Virology. 2010 Aug 1;403(2):145-54. doi: 10.1016/j.virol.2010.04.014. Epub 2010 May 10.
We have generated a quantitative transcription profile of human bocavirus type 1 (HBoV1) by transfecting a nearly full-length clone in human lung epithelial A549 cells as well as in a replication competent system in 293 cells. The overall transcription profile of HBoV1 is similar to that of two other members of genus Bocavirus, minute virus of canines and bovine parvovirus 1. In particular, a spliced NS1-transcript that was not recognized previously expressed the large non-structural protein NS1 at approximately 100kDa; and the NP1-encoding transcripts were expressed abundantly. In addition, the protein expression profile of human bocavirus type 2 (HBoV2) was examined in parallel by transfection of a nearly full-length clone in A549 cells, which is similar to that of HBoV1. Moreover, our results showed that, unlike human parvovirus B19 infection, expression of the HBoV1 proteins only does not induce cell cycle arrest and apoptosis of A549 cells.
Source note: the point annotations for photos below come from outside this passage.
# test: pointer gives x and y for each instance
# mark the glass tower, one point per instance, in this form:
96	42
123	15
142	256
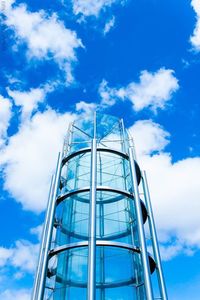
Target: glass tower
98	218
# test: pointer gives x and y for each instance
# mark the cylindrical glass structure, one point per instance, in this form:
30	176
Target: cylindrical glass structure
95	249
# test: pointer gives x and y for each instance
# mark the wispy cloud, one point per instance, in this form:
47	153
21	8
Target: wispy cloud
109	25
5	116
195	38
46	37
154	90
175	196
92	7
30	157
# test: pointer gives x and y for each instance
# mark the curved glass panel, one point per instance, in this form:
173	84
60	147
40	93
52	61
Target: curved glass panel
119	272
111	282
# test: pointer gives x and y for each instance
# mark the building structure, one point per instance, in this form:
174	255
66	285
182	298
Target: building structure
94	243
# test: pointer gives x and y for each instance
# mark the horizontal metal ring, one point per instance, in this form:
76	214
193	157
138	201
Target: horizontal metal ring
101	149
88	149
103	243
98	243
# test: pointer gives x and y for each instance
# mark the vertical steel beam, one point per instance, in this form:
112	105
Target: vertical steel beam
152	227
144	254
92	226
42	246
48	229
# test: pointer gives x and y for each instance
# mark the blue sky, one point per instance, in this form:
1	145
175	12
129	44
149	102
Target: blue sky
135	59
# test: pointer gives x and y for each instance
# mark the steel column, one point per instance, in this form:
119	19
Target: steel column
43	243
48	234
144	254
154	238
92	226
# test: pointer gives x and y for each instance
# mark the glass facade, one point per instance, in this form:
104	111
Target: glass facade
94	249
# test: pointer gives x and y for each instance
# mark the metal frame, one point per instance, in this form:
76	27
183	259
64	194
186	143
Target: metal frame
142	213
144	255
38	292
152	228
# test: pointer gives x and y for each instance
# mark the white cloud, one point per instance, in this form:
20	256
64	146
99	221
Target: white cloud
92	7
176	248
151	136
5	254
174	188
195	38
110	24
46	36
37	231
5	115
154	90
30	158
28	100
86	108
21	294
22	257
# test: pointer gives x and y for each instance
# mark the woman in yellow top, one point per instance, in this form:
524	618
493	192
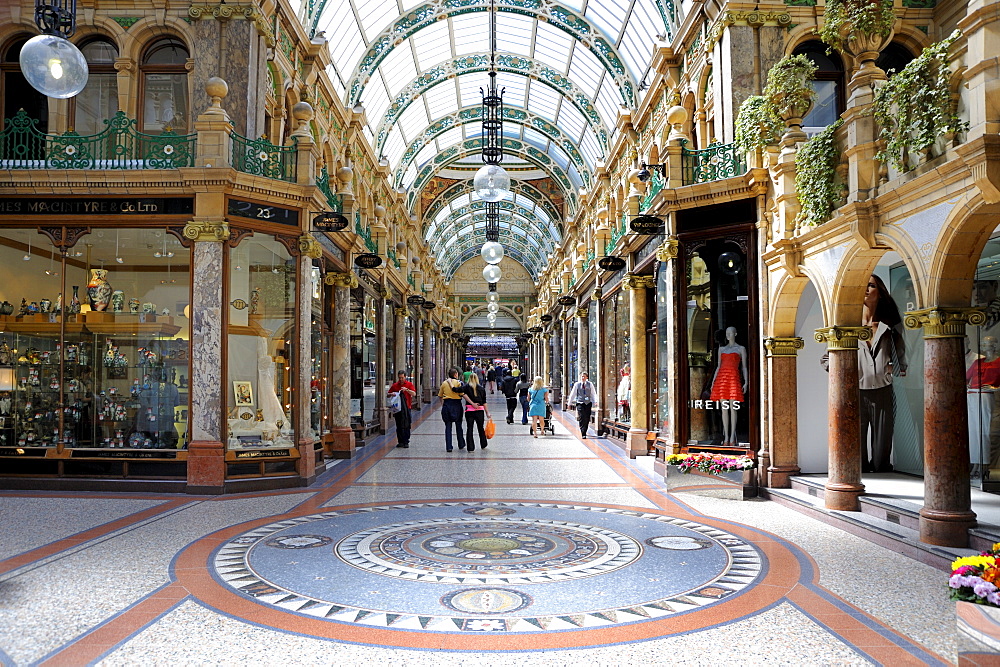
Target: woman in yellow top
451	393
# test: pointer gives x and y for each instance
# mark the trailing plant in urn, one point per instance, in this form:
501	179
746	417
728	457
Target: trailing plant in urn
789	86
816	176
757	124
915	107
848	20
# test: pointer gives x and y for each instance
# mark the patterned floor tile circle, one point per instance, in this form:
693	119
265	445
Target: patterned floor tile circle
502	567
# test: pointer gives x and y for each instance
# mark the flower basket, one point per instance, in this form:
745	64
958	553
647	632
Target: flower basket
712	475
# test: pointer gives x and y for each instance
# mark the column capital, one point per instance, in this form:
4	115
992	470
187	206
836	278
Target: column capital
944	322
783	347
667	250
206	230
310	247
633	281
342	279
842	338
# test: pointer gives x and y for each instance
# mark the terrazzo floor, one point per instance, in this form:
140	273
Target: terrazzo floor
548	551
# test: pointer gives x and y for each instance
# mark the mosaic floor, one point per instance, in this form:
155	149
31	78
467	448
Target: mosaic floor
548	551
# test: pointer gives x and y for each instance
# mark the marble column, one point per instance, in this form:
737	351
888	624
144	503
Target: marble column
381	361
636	286
843	486
340	365
428	369
206	464
947	515
783	428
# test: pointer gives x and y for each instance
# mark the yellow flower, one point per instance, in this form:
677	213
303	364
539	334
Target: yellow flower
981	562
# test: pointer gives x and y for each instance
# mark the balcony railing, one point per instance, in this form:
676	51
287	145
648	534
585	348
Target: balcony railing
714	163
260	157
119	146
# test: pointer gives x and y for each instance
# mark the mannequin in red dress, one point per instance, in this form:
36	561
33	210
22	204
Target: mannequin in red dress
729	385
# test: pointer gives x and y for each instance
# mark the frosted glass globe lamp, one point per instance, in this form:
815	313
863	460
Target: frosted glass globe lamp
54	66
492	273
492	252
491	183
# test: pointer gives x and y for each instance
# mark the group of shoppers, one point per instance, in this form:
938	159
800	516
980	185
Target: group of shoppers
464	398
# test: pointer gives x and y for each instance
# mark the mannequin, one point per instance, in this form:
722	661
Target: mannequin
727	384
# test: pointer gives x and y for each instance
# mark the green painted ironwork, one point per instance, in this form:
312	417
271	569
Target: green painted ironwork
656	183
716	162
323	183
262	158
117	146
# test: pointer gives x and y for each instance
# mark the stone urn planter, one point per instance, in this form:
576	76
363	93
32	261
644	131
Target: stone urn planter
978	636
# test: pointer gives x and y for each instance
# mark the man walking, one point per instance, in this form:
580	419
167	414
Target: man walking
583	396
509	389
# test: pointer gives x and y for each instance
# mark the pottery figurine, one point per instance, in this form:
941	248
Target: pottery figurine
99	290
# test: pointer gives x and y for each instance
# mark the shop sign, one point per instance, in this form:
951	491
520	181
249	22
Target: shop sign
646	224
101	206
611	263
263	454
367	260
330	221
262	212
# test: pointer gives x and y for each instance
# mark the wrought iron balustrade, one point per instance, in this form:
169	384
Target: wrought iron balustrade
260	157
118	146
714	163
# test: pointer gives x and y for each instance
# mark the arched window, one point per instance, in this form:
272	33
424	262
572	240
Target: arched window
15	93
99	100
893	58
164	96
829	85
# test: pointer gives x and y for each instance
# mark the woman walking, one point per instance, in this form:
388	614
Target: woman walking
538	396
451	393
475	413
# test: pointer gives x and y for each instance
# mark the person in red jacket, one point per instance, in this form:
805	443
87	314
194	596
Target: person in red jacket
406	392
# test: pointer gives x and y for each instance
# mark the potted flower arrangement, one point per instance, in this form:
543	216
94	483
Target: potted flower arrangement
715	475
973	585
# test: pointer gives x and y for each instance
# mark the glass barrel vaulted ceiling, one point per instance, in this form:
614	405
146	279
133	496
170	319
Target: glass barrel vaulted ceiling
417	67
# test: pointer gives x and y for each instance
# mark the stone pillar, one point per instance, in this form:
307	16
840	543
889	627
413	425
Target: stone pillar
340	365
636	286
418	364
427	378
381	362
206	464
843	486
309	250
400	339
947	515
783	429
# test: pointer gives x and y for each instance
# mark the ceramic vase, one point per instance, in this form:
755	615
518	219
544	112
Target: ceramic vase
99	290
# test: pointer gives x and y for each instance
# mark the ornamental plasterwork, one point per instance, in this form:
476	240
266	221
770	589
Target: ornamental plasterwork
465	187
514	147
474	115
556	15
479	62
236	10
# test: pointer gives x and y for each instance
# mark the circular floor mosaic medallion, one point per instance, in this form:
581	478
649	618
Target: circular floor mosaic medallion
520	568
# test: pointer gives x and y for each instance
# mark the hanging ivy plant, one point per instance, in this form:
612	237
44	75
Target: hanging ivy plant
816	176
788	86
914	107
757	124
870	17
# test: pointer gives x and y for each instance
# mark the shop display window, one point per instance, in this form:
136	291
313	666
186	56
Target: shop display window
260	346
94	349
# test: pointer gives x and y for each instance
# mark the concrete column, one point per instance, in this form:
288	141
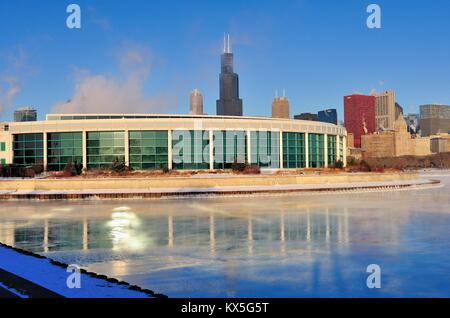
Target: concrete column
281	150
45	151
212	235
249	147
338	147
84	142
169	150
345	150
250	235
46	236
211	150
10	150
85	235
170	231
306	150
127	148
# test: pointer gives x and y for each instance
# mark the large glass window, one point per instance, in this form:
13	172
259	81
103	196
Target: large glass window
294	155
229	147
63	148
148	150
265	149
28	149
190	149
104	147
332	155
316	150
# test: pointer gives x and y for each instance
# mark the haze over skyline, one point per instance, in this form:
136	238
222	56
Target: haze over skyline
146	57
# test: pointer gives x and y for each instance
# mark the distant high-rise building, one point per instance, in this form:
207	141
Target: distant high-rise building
229	103
328	116
412	121
307	116
359	116
434	119
280	107
196	103
25	114
385	110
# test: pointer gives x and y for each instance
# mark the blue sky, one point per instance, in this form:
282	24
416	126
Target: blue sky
146	56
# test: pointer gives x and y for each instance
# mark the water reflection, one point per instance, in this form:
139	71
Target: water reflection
136	229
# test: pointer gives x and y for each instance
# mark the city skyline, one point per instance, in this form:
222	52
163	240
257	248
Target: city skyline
47	65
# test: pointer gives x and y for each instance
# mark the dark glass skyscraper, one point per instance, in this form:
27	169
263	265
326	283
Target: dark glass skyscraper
229	103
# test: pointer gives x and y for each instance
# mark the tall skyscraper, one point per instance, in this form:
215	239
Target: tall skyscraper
328	116
280	107
196	103
229	103
359	116
434	119
307	116
413	120
25	114
385	110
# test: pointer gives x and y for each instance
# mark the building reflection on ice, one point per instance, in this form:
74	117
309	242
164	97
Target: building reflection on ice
253	234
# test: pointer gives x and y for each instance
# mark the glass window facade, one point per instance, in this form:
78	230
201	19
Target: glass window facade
28	149
341	148
190	149
103	148
294	155
229	147
63	148
148	150
316	150
332	155
265	149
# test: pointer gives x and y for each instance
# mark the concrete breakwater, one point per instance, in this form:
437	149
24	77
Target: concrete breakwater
198	181
206	187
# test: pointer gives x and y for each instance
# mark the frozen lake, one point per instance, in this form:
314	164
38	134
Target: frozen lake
266	246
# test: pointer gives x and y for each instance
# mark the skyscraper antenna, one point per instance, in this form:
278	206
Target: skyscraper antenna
224	43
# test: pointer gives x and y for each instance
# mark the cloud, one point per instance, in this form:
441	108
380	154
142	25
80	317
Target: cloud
124	94
14	70
100	21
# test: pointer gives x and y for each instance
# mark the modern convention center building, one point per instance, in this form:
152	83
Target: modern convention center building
146	142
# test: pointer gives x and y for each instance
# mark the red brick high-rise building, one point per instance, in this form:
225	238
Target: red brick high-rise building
359	116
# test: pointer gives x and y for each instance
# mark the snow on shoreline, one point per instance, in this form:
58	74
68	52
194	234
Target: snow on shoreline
53	276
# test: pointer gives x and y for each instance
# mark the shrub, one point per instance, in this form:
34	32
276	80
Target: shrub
339	164
70	170
364	166
252	169
238	167
118	166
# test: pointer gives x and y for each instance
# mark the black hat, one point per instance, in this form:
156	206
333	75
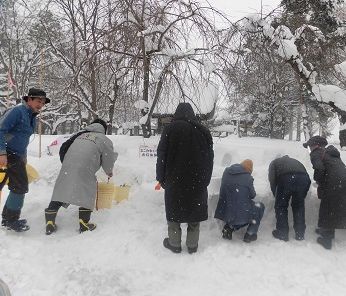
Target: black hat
102	122
316	140
36	93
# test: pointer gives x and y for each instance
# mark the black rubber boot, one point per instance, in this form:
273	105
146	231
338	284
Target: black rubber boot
168	246
248	238
10	215
84	217
10	219
227	232
50	221
325	242
279	235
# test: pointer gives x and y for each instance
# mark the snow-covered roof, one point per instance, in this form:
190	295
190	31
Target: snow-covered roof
202	101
我们通过转染人肺上皮 A549 细胞中的近乎全长克隆以及在 293 细胞中的复制有效系统,生成了人博卡病毒 1 型(HBoV1)的定量转录谱。HBoV1 的整体转录谱与其他两种细小病毒属成员,犬细小病毒和牛细小病毒 1 的转录谱相似。特别是,以前未被识别的拼接 NS1-转录本表达了大约 100kDa 的大非结构蛋白 NS1;并且 NP1 编码的转录本大量表达。此外,我们通过在 A549 细胞中转染近乎全长克隆平行检测了人博卡病毒 2 型(HBoV2)的蛋白表达谱,这与人博卡病毒 1 型相似。此外,我们的结果表明,与人类细小病毒 B19 感染不同,HBoV1 蛋白的表达不会导致 A549 细胞的细胞周期停滞和凋亡。